Here I am, lucky enough to have the time today to write a blog post with little in the way of distraction – and it’s a little odd, that sound I am not used to – almost the unfortunate ability to have to much time to think. Headphones are in, music playing, and I know that if I were to take them out, there would be nothing, silence……that odd sound that I am not used to.

As an events manager, there is usually little time to think about anything – rushing from one thing to another, one event rolling in to the next – the lines become blurred between details that overlap, with one persons special ingredient someone else’s norm…..So how are we able to stay motivated between jobs, ensure that we are always on top form and giving 100% to everyone relying on us?
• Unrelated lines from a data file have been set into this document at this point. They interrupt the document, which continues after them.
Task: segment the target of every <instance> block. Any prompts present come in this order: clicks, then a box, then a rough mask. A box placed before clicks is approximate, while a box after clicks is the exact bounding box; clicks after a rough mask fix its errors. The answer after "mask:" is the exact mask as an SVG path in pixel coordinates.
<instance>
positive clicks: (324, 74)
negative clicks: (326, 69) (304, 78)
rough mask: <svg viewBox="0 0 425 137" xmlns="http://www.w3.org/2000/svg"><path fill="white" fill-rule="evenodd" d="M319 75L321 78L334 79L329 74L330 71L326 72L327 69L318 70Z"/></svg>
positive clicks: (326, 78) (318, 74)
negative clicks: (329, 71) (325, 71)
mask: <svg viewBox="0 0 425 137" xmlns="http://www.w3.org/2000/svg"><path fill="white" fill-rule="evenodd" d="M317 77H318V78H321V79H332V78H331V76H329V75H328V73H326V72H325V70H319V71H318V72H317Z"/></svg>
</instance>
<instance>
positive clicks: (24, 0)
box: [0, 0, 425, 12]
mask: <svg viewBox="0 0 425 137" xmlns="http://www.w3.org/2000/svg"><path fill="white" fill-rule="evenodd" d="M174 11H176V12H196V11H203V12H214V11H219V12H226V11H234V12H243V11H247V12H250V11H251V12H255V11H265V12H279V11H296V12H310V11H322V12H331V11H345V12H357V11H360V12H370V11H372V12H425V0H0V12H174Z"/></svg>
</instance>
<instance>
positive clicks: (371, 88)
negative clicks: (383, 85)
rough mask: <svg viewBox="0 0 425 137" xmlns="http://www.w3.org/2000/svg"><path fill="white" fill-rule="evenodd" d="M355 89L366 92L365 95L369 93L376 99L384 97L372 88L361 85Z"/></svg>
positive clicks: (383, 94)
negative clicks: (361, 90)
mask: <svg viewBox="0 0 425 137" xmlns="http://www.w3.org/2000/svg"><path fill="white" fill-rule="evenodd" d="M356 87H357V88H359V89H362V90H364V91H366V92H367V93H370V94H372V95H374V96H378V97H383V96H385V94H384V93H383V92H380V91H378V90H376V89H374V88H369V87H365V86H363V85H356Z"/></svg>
It is an odd for me to have the amount of time I have had these past few days, to myself. Not needing to wake an un ungodly hour, to work, and home, in the dark….Although it is always nice to have some RnR, I am not the best person at motivating myself to get done all of those things that stress me out when I am at work and complaining that I don’t have enough time for things. It is funny though, because at work, the mindset just changes, the switch flicks and suddenly everything seems to fall in to place.

Then, there is news you hear, that friends husbands are out of a job, that people have needed to take a step back from their own personal norms, in order to accommodate their current financial situations – people you know who are sick and with families that depend on them possibly about to lose a key member forever……and suddenly, in the blink of an eye everything once again shifts once more back in to perspective.

I am thankful for the opportunities that I have been given, the progression I have been able to carve out for myself from a very rough stone, and the future I hope to have both personally and professionally. With social media as it is today there is little chance of not being able to stay on top of what is going on in the world, and oddly, where work is concerned, you almost feel like the athlete who is injured and can’t work out – like you are on the sidelines and useless to the team…… I hope to use my time off now between roles to visit venues, people, think about how I will be able to make a real difference to the company I am about to join.

Sorry for getting a little off track. I think that at the end of the day it isn’t always possible to stay focused all the time, and if you do, there is a good chance that something important will pass you by that you were just “to busy” to see. People within the events world make sacrifices, and work every moment and more that they need to in order to make sure that their clients expectations are exceeded.

Maybe therefore, just sometimes, between roles, it is ok to lose that focus, breathe and refuel with all the enthusiasm and energy that you will need for when you have to start all over again.